(foto Ansa)

la riflessione

L'impressione è che la politica culturale “di destra” non si sappia nemmeno come farla

Alberto Mattioli

Cosa c’è di più identitario, iper italiano e super nazionale dell'opera lirica? Perché non partire da qui se si vuole provare a costruire una nuova egemonia culturale?

Gran baccano mediatico al “Don Carlo” della prima della Scala, anzi anche più del consueto perché il solito noto (a noi habitué, chiaro) Marco Vizzardelli strilla dal loggione “Viva l’Italia antifascista!”, la Digos gli chiede i documenti e viene così promosso sul campo nuova icona dell’Italia democratica e antifascista con pezzi pensosi e penosi sui giornali d’opposizione ed editoriali uguali e contrari su quelli governativi (morale: il senso del ridicolo è sparito da destra a sinistra).
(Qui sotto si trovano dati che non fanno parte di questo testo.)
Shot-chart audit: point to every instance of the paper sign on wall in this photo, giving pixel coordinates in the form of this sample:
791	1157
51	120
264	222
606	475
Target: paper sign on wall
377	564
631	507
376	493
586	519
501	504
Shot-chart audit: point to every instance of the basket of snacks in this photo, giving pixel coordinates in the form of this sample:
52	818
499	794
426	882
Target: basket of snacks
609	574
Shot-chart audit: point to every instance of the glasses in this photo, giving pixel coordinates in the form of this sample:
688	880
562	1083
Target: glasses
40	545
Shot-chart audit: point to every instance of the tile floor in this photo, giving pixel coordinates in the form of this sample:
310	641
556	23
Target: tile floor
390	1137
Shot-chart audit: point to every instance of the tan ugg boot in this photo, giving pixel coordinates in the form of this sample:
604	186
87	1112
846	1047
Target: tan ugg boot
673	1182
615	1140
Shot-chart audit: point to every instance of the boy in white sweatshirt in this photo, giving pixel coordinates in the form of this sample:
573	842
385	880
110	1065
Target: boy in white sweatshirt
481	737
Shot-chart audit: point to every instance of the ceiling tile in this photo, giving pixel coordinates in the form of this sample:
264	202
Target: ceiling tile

Rissa purtroppo solo verbale fra il sottosegretario alla Cultura, Gianmarco Mazzi, e il governatore della Campania, Vincenzo De Luca, alla “Turandot” del San Carlo, a proposito della citazione o meno del Massimo napoletano nel dossier governativo sul canto lirico patrimonio dell’Unesco. E poi: loggioni che fischiano, gazzarre in teatro ed effervescenza sui social. Pare che stiamo tornando ai bei tempi dell’Ottocento: “Tutte le classi della società s’interessano a ciò che avviene alla Scala. Dal gran signore che va per sbadigliare magnificamente nei primi palchi fino all’ultimo garzone dell’ultima bottega di droghiere, che di tanto in tanto, pagando 75 centesimi, s’infila nel loggione, tutti prendono partito pro o contro la primadonna, il tenore, il basso o il maestro; è come un affare nazionale che occupa tutti gli spiriti e fa trattenere il fiato all’immaginazione di ognuno”: questo è Liszt nel maggio 1838, reportage per la Revue musicale et gazette de Paris (al solito, solo gli stranieri sanno davvero raccontare l’Italia).

 

In effetti, sarebbe troppo bello che fosse davvero così. Però, già considerato un vetusto intrattenimento per anziane sciure in paletot con il collo di pelliccia e argomento di conversazione buono al massimo in salotti pieni di buone cose di pessimo gusto, fra Loreto impagliato e il busto di Zeffirelli, l’opera lirica mostra un’insospettata vitalità. Tanto che potrebbe costituire un’opportunità per il governo. Finora, a parte occupare un po’ di posti e promuovere mostre sugli autori della bibliotechina governativa, del resto pochi, una politica culturale “di destra” non si è vista, anzi l’impressione è che non solo non si sappia bene cosa fare ma nemmeno come farlo. Perché non partire allora da qui: in fin dei conti, cosa c’è di più identitario, iper italiano e super nazionale (benché non più nazionalpopolare, ahinoi) del paese del melodramma di santa e barilliana memoria? Tanto più che in materia il governo, per ora, non si sta muovendo male. Certo, si era iniziato malissimo, vedi l’affaire Lissner-Fuortes, dando l’impressione di considerare il venerabile San Carlo un premio di consolazione per manager di cui ci si vuole sbarazzare. E dobbiamo tuttora sorbirci le quotidiane intemperanze di quella comare di Sgarbi, che a Sant’Ambroeus non c’era ma ha lo stesso sentenziato da remoto che era bellissimo perché di regia “tradizionale” (regia, in realtà, non pervenuta come le temperature di Isernia), e che era “memorabile” soprattutto il balletto che, trattandosi del  “Don Carlo” e non del  “Don Carlos”, alla Scala non c’era. Ma l’altro sottosegretario, appunto Mazzi, che dei teatri lirica ha la delega, si sta invece muovendo bene e soprattutto in silenzio, e forse riuscirà a chiudere il contratto collettivo delle fondazioni liriche. 

 

Adesso arriva la madre di tutte le battaglie, cioè la scelta del sovrintendente che dal 2025 dovrà sostituire Dominique Meyer alla Scala: partita delicatissima perché oltretutto a Milano comanda il Pd e l’impressione generale e bipartisan è che nessuno sappia bene che pesci prendere. In ogni caso, Sangiuliano and friends ci pensino: se riescono a superare l’ansia di piantare bandierine per soddisfare gli appetiti di qualche fedele e a schivare i riflessi condizionati di un provincialismo autarchico e vernacolo, questo può essere il campo dove provare a realizzare una vera politica culturale di destra. Che per ora, tanto per restare al melodramma, è come l’araba fenice: “che vi sia, ciascun lo dice; dove sia, nessun lo sa”.